Takeo Kanade, a professor in the Robotics Institute at Carnegie Mellon University, led a lecture broadcast to campus from Duke University titled "Virtualized Reality: 4D Digitization of a Time-Varying Real Event and Its Application."
A crowd of mostly computer science graduate students and faculty viewed the broadcast and were engulfed by Kanade's enthusiasm about his work.
Kanade, who received a doctorate in electrical engineering from Kyoto University in Japan, will visit UNC and N.C. State University today for greater one-on-one contact with those interested in his topic. During the broadcast, Kanade spoke of his work in two main arenas.
One such arena, "4D virtualized reality," was utilized in Super Bowl XXXV to show smoother rotations about the point of action for a wider range of angular views. The system utilized 30 cameras placed along the second deck of the stadium to take successive shots of action on the field. These photos could then, in effect, be pieced together to form a smooth playback.

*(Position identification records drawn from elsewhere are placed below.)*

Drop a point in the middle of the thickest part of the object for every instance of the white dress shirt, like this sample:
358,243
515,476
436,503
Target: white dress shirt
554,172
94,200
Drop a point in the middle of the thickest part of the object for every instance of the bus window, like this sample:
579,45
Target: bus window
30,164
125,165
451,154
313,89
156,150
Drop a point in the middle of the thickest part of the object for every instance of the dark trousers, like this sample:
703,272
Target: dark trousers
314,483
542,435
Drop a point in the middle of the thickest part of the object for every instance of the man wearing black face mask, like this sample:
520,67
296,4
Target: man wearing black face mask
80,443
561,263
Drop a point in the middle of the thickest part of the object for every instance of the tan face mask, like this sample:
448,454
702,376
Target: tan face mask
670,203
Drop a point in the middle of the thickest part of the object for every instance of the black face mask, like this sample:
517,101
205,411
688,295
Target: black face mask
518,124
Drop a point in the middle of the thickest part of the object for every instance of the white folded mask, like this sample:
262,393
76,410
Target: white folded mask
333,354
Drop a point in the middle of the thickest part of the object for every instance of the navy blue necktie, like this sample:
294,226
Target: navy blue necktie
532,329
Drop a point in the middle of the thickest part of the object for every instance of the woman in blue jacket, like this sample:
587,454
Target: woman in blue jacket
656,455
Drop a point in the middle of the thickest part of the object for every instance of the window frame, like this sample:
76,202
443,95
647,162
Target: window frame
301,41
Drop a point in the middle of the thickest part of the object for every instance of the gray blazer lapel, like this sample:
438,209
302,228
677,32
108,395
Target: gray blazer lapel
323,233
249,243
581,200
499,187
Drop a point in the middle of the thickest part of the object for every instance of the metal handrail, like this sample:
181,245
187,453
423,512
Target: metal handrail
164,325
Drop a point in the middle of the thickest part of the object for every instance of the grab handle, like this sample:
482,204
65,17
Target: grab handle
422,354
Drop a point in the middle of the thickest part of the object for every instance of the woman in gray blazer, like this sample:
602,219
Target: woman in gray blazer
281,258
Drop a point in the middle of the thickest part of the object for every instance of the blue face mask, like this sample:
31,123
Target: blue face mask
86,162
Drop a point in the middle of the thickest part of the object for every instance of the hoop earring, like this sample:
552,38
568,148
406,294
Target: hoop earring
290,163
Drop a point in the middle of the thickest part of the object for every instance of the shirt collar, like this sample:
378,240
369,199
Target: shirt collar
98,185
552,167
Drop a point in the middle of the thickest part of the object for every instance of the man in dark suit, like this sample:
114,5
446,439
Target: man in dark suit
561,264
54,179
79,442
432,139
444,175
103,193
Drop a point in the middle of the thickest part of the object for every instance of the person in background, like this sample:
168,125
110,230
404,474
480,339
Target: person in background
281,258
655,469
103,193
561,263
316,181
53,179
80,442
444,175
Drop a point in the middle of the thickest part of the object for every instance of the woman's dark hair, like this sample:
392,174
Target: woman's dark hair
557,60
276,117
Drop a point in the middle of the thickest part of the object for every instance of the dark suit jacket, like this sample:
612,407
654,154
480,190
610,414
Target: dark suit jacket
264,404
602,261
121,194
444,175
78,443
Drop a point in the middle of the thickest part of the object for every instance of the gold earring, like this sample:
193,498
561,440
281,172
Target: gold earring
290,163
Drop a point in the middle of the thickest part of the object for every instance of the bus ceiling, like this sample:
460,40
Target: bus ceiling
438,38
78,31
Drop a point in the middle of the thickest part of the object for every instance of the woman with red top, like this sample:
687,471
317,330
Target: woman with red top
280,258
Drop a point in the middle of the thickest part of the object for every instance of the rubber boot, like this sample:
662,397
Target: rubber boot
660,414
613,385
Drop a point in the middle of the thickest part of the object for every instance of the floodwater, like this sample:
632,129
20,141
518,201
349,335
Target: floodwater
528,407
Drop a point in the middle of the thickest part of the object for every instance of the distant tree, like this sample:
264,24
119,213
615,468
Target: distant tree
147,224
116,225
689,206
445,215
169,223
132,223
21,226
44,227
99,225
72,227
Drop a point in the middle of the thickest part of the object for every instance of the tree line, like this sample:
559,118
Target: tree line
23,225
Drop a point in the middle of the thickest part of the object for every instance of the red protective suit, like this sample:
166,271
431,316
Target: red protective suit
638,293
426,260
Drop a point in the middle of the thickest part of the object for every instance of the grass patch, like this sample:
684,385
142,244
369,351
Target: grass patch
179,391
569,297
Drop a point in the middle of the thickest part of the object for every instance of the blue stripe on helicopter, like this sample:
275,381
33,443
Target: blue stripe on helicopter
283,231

To the audience's delight, Kanade further showed the system's usefulness in graphically depicting a humorous skirmish between two of the game's bystanders.
A second area of Kanade's work, autonomous vision-based helicopters, is being used to scan an arctic meteorite. This system takes advantage of a vision-guided robot helicopter to search, locate and obtain images of a specified object and makes researching natural phenomena in extreme climates more feasible.
With his research, Kanade said he hopes to have a system developed for world soccer in Japan in 2002, provided the cameras will be allowed. Even further into the future, Kanade said, he aspires to develop the technology to digitize an entire country.
Andrew Zaferakis, a second-year computer science graduate student, gave Kanade positive reviews. "He's great," Zaferakis said. "I've read a lot of his papers in the past, and he's highly regarded in the field."
The series, organized by UNC computer science Professor Ming Lin and her counterparts at Duke and N.C. State universities, was created six years ago by UNC computer science Professor Jim Anderson to increase graduate students' access to renowned researchers.